1. Plan to got out at 1pm but wait until 1:15 to get ready.
2. Go out the front door.
3. Come in again.
4. Go out.
5. Come back in.
6. Go out again.
7. Walk down the front path/driveway.
8. Walk back up it.
9. Walk down it again.
10. Walk very slowly down the road for five minutes.
11. Stop, and answer at least 6 questions about every piece of used chewing gum, dirty tissue, and dead insect along the way.
12. Retrace your steps.
13. Scream until the neighbours come out and stare at you.
14. Give up and go back into the house.
15. You are now just about ready to try taking a small child for a walk.
Test 7
Repeat everything, and we mean everything you say at least 5 times.
Repeat everything, and we mean everything you say at least 5 times.
Repeat everything, and we mean everything you say at least 5 times.
Repeat everything, and we mean everything you say at least 5 times.
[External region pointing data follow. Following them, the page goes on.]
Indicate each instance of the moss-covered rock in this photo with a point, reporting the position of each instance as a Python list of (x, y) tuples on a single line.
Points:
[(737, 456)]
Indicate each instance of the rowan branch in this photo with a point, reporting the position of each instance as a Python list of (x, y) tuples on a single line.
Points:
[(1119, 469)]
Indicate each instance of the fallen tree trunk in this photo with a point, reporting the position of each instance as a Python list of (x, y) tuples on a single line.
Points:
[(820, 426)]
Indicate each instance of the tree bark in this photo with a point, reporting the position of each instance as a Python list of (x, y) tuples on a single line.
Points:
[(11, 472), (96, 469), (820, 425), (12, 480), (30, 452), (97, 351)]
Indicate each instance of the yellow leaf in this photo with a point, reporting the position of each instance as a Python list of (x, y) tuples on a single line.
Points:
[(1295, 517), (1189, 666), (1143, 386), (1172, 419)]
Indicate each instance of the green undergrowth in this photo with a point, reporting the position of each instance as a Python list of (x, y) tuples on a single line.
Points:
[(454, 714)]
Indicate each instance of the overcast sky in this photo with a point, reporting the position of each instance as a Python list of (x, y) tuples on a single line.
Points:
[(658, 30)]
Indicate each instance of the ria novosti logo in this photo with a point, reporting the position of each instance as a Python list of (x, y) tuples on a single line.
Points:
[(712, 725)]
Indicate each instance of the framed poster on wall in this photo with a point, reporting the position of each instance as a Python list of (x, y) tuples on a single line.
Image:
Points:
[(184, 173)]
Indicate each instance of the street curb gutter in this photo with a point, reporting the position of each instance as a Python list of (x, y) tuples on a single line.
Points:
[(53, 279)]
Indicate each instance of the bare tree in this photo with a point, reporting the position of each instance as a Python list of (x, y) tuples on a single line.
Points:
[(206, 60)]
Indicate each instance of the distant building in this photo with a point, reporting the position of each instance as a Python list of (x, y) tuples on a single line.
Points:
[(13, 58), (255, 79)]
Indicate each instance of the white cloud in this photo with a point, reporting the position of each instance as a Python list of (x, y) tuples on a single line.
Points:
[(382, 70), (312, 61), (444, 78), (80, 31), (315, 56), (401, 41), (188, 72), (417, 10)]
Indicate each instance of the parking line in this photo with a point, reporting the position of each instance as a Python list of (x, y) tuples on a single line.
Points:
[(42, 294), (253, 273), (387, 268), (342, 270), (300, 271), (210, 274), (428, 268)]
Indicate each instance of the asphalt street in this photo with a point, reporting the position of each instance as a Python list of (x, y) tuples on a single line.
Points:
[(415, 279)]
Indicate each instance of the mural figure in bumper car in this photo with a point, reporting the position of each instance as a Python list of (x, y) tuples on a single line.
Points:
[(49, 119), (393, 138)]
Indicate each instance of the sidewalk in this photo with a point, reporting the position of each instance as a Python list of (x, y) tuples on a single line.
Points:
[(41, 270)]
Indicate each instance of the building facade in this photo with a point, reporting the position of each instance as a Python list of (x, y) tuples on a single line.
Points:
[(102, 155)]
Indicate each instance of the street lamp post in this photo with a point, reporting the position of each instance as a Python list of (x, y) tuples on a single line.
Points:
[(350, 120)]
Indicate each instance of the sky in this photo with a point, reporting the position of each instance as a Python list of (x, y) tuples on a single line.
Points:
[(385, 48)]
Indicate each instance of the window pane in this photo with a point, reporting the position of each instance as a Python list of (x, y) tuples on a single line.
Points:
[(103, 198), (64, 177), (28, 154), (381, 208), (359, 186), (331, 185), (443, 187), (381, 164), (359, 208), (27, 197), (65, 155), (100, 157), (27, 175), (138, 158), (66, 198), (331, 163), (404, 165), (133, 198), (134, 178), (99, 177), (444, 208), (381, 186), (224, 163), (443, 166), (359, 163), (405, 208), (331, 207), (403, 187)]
Repeat everything, and we mean everything you say at least 5 times.
Test 8
Go to the local supermarket. Take with you the nearest thing you can find to a pre-school child. A full-grown goat is excellent. If you intend to have more than one child, take more than one goat. Buy your week's groceries without letting the goat(s) out of your sight. Pay for everything the goat eats or destroys. Until you can easily accomplish this, do not even contemplate having children.
Test 9
1. Hollow out a melon.
2. Make a small hole in the side.
3. Suspend the melon from the ceiling and swing it from side to side.
4. Now get a bowl of soggy cornflakes and attempt to spoon them into the swaying melon while pretending to be an aeroplane.
5. Continue until half the cornflakes are gone.
6. Tip the rest into your lap, making sure that a lot of it falls on the floor.
7. You are now ready to feed a 12-month-old child.
Test 10
Learn the names of every character from Thomas the Tank Engine, Barney, Teletubbies and Disney, and all the songs of the Wiggles and Tweenies. Watch nothing else on TV for at least five years.
Test 11
Can you stand the mess children make? To find out:
1. Smear peanut butter onto the sofa and jam onto the curtains.
2. Hide a fish behind the stereo and leave it there all summer.
3. Stick your fingers in the flower beds then rub them on the clean walls.
4. Cover the stains with crayon.
5. How does that look?
Test 12
Make a recording of a high-pitched voice shouting 'Mummy' repeatedly. Important: No more than a four second delay between each 'Mummy' - occasional crescendo to the level of a supersonic jet is required.
Play this tape in your car, everywhere you go for the next four years. You are now ready to take a long trip with a toddler.
Test 13
Start talking to an adult of your choice. Have someone else continuously tug on your skirt hem/shirt sleeve/elbow while playing the 'Mummy' Tape made from Test 12 above. You are now ready to have a conversation with an adult while there is a child in the room.
Test 14
Put on your finest work attire. Pick a day on which you have an important meeting.
Now:
1. Take a cup of cream, and put 1 cup lemon juice in it.
2. Stir.
3. Dump half of it on your nice silk shirt.
4. Saturate a towel with the other half of the mixture.
5. Attempt to clean your shirt with the saturated towel.
6. Do NOT change. You have no time.
7. Go directly to work.
Test 15
Go for a drive, but first...
1. Find one large tomcat and six pit bulls.
2. Borrow a child safety seat and put it in the back seat of your car.
3. Put the pit bulls in the front seat of your car.
4. While holding something fragile or delicate, strap the cat into the child seat.
5. For the really adventurous...... Run some errands, remove and replace the cat at each stop.